The Lisle, Ill. truck manufacturer was able to squeeze a profit despite having to book combined charges of $37 million leftover from making the wrong bet on technology to control diesel engine emissions.
“This quarter we returned to profitability, driven by strong operational performance,” Troy Clarke, Navistar’s president and chief executive said in a call with investors Wednesday. “Every operating segment was profitable.”
Operating profits from truck sales were $7 million compared with a loss of $54 million during the third quarter of 2016. Profits from the parts segment grew 3.3 percent to $157 million.
The growth was consistent with the direction the company provided at the close of the second quarter when it posted a loss led by a large write down of its used truck inventory and sluggish new vehicle sales.
The “results did a lot to help instill confidence in the turnaround underway at the company,” said Michael Baudendistel, a Stifel Financial Corp. analyst.
He raised his target price for the Navistar shares to $40. The company’s shares closed trading Wednesday at $36.29, a 7 percent gain.
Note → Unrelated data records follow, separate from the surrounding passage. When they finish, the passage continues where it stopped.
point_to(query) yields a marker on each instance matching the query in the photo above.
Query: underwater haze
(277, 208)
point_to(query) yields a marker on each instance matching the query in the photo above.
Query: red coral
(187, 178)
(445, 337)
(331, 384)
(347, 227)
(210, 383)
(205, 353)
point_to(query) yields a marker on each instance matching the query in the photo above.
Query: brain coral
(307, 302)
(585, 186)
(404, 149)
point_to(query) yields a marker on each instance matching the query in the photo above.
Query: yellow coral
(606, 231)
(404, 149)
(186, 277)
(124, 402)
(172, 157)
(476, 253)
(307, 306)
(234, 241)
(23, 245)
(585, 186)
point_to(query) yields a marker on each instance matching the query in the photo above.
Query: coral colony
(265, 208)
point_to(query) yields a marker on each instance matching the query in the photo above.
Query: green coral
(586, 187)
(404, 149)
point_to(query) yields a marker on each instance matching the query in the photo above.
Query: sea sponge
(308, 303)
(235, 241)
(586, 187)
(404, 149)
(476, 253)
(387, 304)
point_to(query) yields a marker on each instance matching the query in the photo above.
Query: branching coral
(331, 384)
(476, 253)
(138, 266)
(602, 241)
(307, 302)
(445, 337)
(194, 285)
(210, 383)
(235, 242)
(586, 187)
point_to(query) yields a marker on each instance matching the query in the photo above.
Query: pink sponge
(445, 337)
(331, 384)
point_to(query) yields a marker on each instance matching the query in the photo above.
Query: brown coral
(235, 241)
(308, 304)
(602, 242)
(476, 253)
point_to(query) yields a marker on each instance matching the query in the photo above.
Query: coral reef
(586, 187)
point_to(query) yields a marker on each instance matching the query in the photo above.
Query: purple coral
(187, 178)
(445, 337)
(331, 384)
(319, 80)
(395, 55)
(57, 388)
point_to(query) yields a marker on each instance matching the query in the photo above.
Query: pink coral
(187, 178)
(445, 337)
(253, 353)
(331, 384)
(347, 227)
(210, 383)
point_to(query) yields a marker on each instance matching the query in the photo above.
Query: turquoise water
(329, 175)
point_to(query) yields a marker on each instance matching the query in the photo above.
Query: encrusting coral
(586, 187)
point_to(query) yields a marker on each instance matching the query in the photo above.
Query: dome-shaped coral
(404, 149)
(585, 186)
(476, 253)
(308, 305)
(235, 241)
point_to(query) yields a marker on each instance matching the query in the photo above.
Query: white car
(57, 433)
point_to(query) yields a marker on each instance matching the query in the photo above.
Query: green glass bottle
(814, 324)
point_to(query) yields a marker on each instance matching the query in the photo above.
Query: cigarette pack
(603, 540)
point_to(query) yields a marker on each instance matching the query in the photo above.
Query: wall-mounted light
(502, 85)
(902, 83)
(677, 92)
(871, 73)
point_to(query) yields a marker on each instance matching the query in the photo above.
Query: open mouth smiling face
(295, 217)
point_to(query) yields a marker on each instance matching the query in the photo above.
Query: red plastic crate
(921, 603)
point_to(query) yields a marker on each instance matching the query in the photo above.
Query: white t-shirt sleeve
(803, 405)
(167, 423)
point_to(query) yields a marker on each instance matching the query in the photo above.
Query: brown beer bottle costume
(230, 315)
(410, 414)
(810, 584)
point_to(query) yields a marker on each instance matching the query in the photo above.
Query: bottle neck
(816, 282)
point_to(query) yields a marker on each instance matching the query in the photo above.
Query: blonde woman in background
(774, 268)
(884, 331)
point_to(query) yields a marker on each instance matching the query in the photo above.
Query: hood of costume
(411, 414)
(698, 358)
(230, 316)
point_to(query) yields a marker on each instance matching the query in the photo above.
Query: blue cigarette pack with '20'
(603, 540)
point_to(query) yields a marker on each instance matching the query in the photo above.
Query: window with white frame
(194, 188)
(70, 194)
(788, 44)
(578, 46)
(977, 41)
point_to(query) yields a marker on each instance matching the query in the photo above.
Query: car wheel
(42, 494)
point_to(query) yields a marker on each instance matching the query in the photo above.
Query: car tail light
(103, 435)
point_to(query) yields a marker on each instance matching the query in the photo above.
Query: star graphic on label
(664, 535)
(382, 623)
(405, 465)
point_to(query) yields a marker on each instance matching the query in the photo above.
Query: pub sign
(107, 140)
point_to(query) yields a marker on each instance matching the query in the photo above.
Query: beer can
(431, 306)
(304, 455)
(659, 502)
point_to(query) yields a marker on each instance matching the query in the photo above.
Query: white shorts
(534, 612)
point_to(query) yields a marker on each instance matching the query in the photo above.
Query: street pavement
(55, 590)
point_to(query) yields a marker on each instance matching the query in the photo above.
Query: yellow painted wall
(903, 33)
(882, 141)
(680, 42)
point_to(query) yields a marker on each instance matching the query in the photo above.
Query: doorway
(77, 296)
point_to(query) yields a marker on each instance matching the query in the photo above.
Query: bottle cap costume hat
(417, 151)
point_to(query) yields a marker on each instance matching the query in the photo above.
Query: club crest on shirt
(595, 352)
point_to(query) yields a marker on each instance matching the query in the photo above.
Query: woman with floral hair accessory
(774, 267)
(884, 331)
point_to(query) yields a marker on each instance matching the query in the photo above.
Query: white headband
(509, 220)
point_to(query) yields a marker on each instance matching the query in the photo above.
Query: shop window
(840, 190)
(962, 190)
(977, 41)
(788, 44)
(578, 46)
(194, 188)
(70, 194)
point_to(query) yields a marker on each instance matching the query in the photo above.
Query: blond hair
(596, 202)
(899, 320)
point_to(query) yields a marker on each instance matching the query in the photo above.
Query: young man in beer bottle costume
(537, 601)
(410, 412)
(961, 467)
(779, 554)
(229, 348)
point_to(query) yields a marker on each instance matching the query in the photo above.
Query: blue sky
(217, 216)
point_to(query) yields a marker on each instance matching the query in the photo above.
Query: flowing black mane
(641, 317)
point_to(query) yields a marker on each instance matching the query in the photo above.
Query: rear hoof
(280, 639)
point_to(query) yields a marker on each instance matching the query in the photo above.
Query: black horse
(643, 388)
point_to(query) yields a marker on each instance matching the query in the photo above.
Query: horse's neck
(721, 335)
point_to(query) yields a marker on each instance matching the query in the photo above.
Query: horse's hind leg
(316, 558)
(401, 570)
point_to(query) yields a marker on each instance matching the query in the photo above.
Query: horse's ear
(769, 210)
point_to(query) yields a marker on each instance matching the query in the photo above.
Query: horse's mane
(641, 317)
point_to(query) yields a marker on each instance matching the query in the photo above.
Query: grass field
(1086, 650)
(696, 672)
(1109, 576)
Navistar’s “products are improved, [market] share has likely bottomed, costs are being cut aggressively, and the outlook is favorable,” Baudendistel said in a report to investors.
Walter Borst, Navistar’s chief financial officer, said the improved results were illustrative of the “benefits of addressing several of our legacy items that have weighed on our historical financial results.”
For example, the company has sold off a large inventory of used MaxxForce 13-liter engine trucks overseas and will have minimal used inventory remaining by the end of its 2018 fiscal year, said Ann Duignan, an analyst with J.P. Morgan Research.
Navistar revenues in the third quarter rose 6 percent to $2.2 billion compared with 2016, primarily due to an increase in truck sales.
Navistar also made the first deliveries of its International LT Series with the company’s new A26 12.4-liter engine, a product introduced in 2016 that was meant to re-capture customers lost over the diesel technology snafu.
The company said its new A26 engine is delivering as much as 9 percent better fuel efficiency.
The International RH Series, a regional haul truck featuring the same engine, also made its way to customers during the third quarter.
“We’re capturing a greater share of the Class 8 market and the medium duty market,” Clarke said. “Increased deliveries outpaced growth in the market for the quarter.”
Clarke said in addition to new product success, restructuring the business to remain competitive in the future was also a priority. This includes the company’s decision to cease production of its 9- and 10-liter engines at its Melrose Park, Illinois plant. Navistar said it did not want to spend money to redesign the engines to meet upcoming greenhouse gas emissions regulations.
Navistar’s alliance with Volkswagen truck and bus is also chugging along. The two companies will leverage their combined buying power and collaborate on various advanced technology ventures. Volkswagen closed a deal to purchase a 17 percent stake in Navistar for $256 million earlier this year, taking two seats on the company’s board of directors.
The company expects the industry will deliver between 305,000 units to 335,000 units of Class 6 through 8 trucks and buses in the U.S. and Canada for fiscal year 2017.
“It feels good to be in on more deals this year than we were this time last,” said Clarke. “And although the market remains competitive, we believe our investment in new trucks, buses and engines puts us in the best position that I’ve seen during my years at the company.”